I don’t know why I said that. It was the beginning of my escalating stupidity. I tried to backpedal but instead I called her a liar. I’ve said so-and-so is a liar behind so-and-so’s back, but I’ve never called someone a liar to their face. Only Sharon Schwartz, and just the one time. I didn’t realize it when I called her a liar, but I had just committed to a whole month of conversation about Sharon’s dance; a whole month of attempting to ignore the details she spewed out as she latched onto me on the way to class. Classes we didn’t even share. I issued the bet, and in so doing, I automatically lost.
“I got new toe shoes. I found a new piece of music. It goes like this: dum de de dedumdum. Have you ever heard any Russian composers?” You see, I lost! Blah, blah! “Shut up, Sharon Schwartz, you liar,” I thought, but could never bring myself to speak in such a manner.
So the day before Christmas break arrives, and sure enough, her name is on the list: Sharon Schwartz – dance. I’m thinking about how much BS this whole thing is, and kind of wishing I had some talent to perform. I decide to pacify myself thinking about how much everyone else sucks at their talent anyways. A pianist was supposed to accompany Jason, a tuba player, but the pianist bailed. Jason plays anyways. And he sucks. There’s a low E whole note. Rest. Rest. Two quarter notes. A whole rest punctuated by Jason tapping his foot. This might go on forever, I thought.

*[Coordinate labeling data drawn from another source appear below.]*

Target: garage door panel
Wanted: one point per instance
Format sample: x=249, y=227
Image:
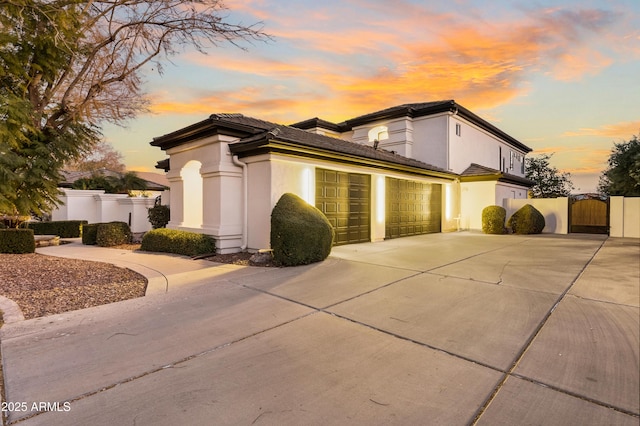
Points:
x=412, y=208
x=344, y=199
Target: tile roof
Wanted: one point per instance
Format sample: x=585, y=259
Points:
x=273, y=131
x=478, y=171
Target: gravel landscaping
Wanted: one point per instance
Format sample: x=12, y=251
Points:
x=45, y=285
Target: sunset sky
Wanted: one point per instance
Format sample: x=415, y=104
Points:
x=562, y=77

Then she came out and stood in the center of the stage, an upside-down pink, kettle stove. The music began and the kettle stove glided across the stage. She twirled on her toes. She leaped into the air, much higher than I expected she could. She landed about how I imagined. For two straight minutes she flittered between beauty and ugly. She spun softly upon a wooded trail but managed to stomp on all the bugs. It was an unusual ongoing metamorphosis: kettle stove into flamingo, into buffalo, into dove; all in pastel pink. Then it was finished, and she curtsied. The eighth grade was silent while Sharon bowed for about thirty-seven minutes until we remembered we were supposed to clap. So we did. No one understood what happened. Sharon Schwartz was a dancer; a heavy, alternately graceful and terrible, but smiling, bowing dancer.

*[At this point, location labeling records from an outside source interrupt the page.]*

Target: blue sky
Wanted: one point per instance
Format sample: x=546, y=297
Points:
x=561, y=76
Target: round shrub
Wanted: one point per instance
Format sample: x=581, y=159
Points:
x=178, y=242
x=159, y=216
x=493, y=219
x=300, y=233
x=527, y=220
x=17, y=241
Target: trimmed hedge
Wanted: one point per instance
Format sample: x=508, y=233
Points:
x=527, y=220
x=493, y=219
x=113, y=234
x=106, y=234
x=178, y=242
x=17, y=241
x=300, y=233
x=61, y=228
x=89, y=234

I said, “Nice job,” to her as we passed in the hallway, though I still wasn’t sure if it was or not. She started to try to talk to me, but I turned to talk to my friends. I pretended not to hear, “Did you really like it, Pete?” but I nodded in affirmation as I kept walking. Then a bell rang and it was Christmas break.

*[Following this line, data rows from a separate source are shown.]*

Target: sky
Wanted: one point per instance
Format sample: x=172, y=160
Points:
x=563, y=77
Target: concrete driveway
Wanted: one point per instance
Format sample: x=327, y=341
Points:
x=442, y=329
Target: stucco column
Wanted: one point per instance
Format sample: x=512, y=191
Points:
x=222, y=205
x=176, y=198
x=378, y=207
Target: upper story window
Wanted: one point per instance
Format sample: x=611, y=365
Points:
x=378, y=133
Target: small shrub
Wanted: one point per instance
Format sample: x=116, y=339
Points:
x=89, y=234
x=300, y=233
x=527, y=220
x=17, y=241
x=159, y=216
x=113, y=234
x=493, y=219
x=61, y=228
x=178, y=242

When school resumed in January Sharon missed the first day. Then the second and so on. She didn’t return to school. I don’t know why. I think her parents split up, or her dad got a job at a factory in Pittsburgh. I don’t know. All I know is this: for one afternoon there was a dancer on the iron range. She wasn’t very good, but she was about what we deserved. I clapped for her. I’ve always wished I had clapped louder.
(the above story is fiction. the only elements that are true are listed as follows: i once witnessed a tuba solo. i am a minnesotan who did once own a three-wheeler.)